A pharmacokinetic drug interaction study between nebivolol and paroxetine in healthy volunteers

What is known and objective: Nebivolol is a highly selective beta-blocker with additional vasodilator properties, widely used in the clinical practice for the treatment of hypertension and heart failure. Paroxetine is a second-generation antidepressant and a potent inhibitor of CYP2D6, the same isoenzyme involved in the metabolism of nebivolol. The objective of this study was to investigate the effect of multiple-dose paroxetine intake on the pharmacokinetics of nebivolol in healthy volunteers and its potential consequences upon nebivolol pharmacodynamics.

Methods: The study included 23 healthy subjects and was designed as an open-label, single-centre, non-randomized, two-period clinical trial. During period 1 (reference), each volunteer received a single dose of 5 mg nebivolol, whereas during period 2 (test), each volunteer received a single dose of 5 mg nebivolol and 20 mg paroxetine, after a pretreatment regimen with paroxetine (20-40 mg/day for 6 days). The pharmacokinetic parameters of nebivolol and its active metabolite were analysed by non-compartmental modelling. The pharmacodynamic parameters (blood pressure and heart rate) were assessed at rest, after each nebivolol intake.

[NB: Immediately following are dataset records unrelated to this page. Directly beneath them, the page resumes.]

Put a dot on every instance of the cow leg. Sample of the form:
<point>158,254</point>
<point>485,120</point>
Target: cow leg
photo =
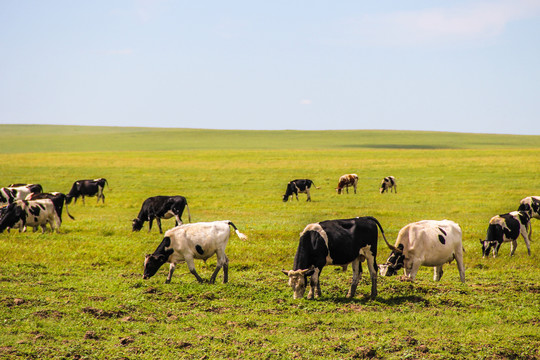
<point>437,273</point>
<point>513,247</point>
<point>356,277</point>
<point>171,271</point>
<point>222,261</point>
<point>525,235</point>
<point>158,221</point>
<point>191,266</point>
<point>315,286</point>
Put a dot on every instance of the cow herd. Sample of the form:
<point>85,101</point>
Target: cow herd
<point>333,242</point>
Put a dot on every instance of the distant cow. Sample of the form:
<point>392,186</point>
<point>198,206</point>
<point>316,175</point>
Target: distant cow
<point>298,186</point>
<point>19,192</point>
<point>32,213</point>
<point>388,182</point>
<point>347,180</point>
<point>426,243</point>
<point>188,242</point>
<point>335,242</point>
<point>160,207</point>
<point>82,188</point>
<point>506,228</point>
<point>57,198</point>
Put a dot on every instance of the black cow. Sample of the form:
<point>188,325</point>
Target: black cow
<point>298,186</point>
<point>82,188</point>
<point>506,228</point>
<point>57,198</point>
<point>161,207</point>
<point>335,242</point>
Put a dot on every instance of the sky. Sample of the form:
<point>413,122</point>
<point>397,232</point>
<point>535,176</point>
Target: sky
<point>460,66</point>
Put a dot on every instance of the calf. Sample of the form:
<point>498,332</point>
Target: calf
<point>347,180</point>
<point>298,186</point>
<point>57,198</point>
<point>388,182</point>
<point>335,242</point>
<point>426,243</point>
<point>33,213</point>
<point>506,228</point>
<point>160,207</point>
<point>192,241</point>
<point>19,192</point>
<point>82,188</point>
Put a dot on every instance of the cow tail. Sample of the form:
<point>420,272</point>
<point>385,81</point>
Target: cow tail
<point>240,235</point>
<point>390,246</point>
<point>189,214</point>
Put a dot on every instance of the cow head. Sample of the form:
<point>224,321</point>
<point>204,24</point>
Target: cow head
<point>394,262</point>
<point>152,263</point>
<point>11,215</point>
<point>298,280</point>
<point>137,224</point>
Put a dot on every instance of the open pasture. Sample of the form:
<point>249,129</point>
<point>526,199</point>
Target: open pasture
<point>80,294</point>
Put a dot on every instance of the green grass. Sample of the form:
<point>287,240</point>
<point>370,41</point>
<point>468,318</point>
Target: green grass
<point>80,294</point>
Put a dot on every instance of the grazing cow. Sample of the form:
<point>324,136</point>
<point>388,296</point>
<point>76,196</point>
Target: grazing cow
<point>87,188</point>
<point>160,207</point>
<point>57,198</point>
<point>506,228</point>
<point>335,242</point>
<point>388,182</point>
<point>11,194</point>
<point>531,204</point>
<point>298,186</point>
<point>33,213</point>
<point>426,243</point>
<point>193,241</point>
<point>347,180</point>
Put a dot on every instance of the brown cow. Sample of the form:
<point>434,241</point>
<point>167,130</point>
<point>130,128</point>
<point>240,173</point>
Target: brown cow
<point>347,180</point>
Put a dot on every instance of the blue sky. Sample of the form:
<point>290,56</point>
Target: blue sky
<point>466,66</point>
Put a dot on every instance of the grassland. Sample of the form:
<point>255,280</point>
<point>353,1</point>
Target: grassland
<point>79,294</point>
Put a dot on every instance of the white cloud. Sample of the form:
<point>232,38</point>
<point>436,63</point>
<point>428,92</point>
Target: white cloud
<point>471,21</point>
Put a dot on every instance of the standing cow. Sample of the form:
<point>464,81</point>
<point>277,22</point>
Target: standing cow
<point>506,228</point>
<point>82,188</point>
<point>335,242</point>
<point>388,182</point>
<point>16,192</point>
<point>187,242</point>
<point>160,207</point>
<point>32,213</point>
<point>426,243</point>
<point>347,180</point>
<point>298,186</point>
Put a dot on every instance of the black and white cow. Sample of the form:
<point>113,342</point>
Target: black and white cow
<point>531,204</point>
<point>298,186</point>
<point>19,192</point>
<point>188,242</point>
<point>506,228</point>
<point>160,207</point>
<point>57,198</point>
<point>82,188</point>
<point>388,182</point>
<point>426,243</point>
<point>335,242</point>
<point>33,213</point>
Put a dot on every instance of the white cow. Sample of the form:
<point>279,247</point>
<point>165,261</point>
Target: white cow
<point>32,213</point>
<point>426,243</point>
<point>188,242</point>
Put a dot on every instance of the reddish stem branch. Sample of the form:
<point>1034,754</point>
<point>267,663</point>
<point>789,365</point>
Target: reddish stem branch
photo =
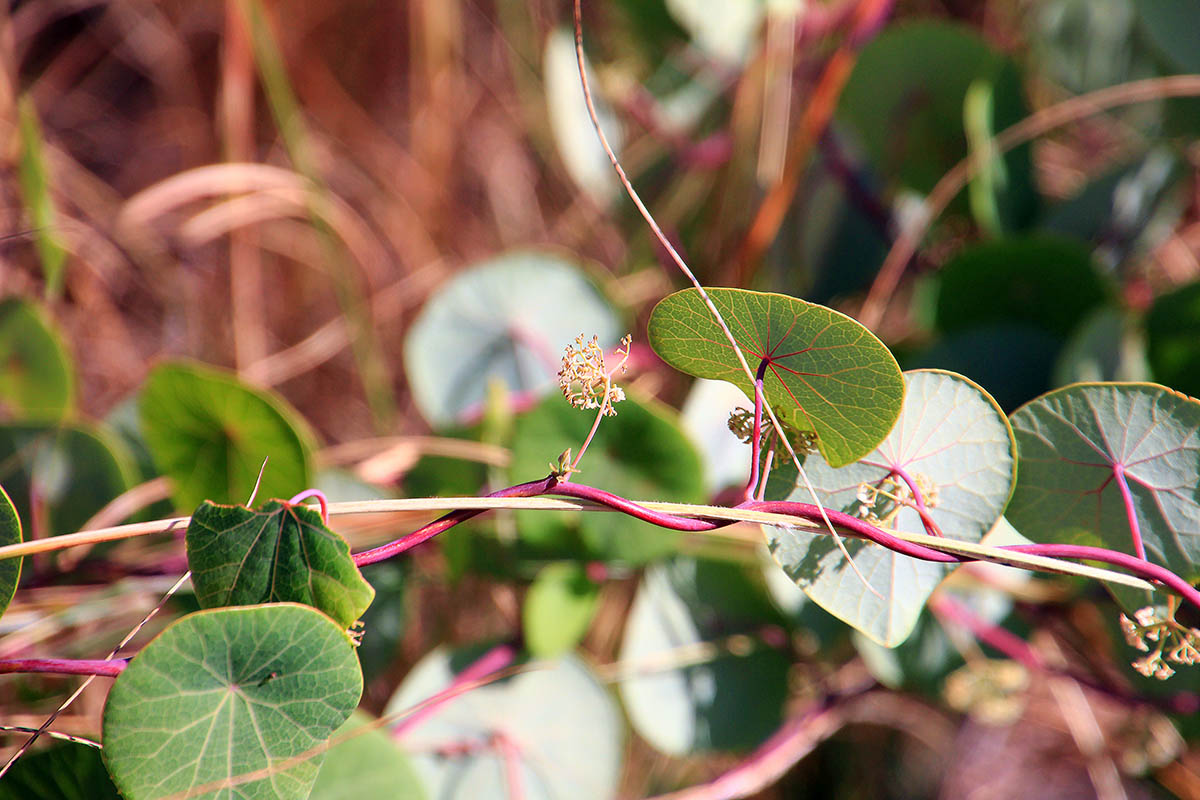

Results and discussion: Pretreatment with paroxetine increased the mean peak plasma concentrations (Cmax ) for unchanged nebivolol (1·78 ± 1·17 vs. 4·24 ± 1·67 ng/mL) and for its active metabolite (0·58 ± 0·21 vs. 0·79 ± 0·24 ng/mL) compared to nebivolol alone. The time (tmax ) to reach Cmax was 1·37 ± 0·88 (h) and 3·11 ± 1·76 (h) for the parent compound and its active metabolite after nebivolol administered alone and 3·96 ± 1·76 (h), respectively, 7·33 ± 7·84 (h) after pretreatment with paroxetine. Also, the total areas under the curve (AUC0-∞ ) were significantly increased from 17·26 ± 43·06 to 106·20 ± 65·56 h ng/mL for nebivolol unchanged and 13·03 ± 11·29 to 74·56 ± 88·77 h ng/mL for its hydroxylated metabolite, before and after paroxetine intake. All the pharmacokinetic parameters presented statistically significant differences when paroxetine was administered with nebivolol. Nonetheless, statistical analysis did not show a significant difference between the vital signs measured during the two periods.

What is new and conclusion: After pretreatment with paroxetine, the exposure to nebivolol was increased by 6·1-fold for the parent drug and 5·7-fold for the hydroxylated active metabolite. Paroxetine influenced nebivolol pharmacokinetics in healthy volunteers, but it did not have a significant effect on nebivolol pharmacodynamic parameters measured at rest, although the clinical relevance of this drug interaction needs further investigation.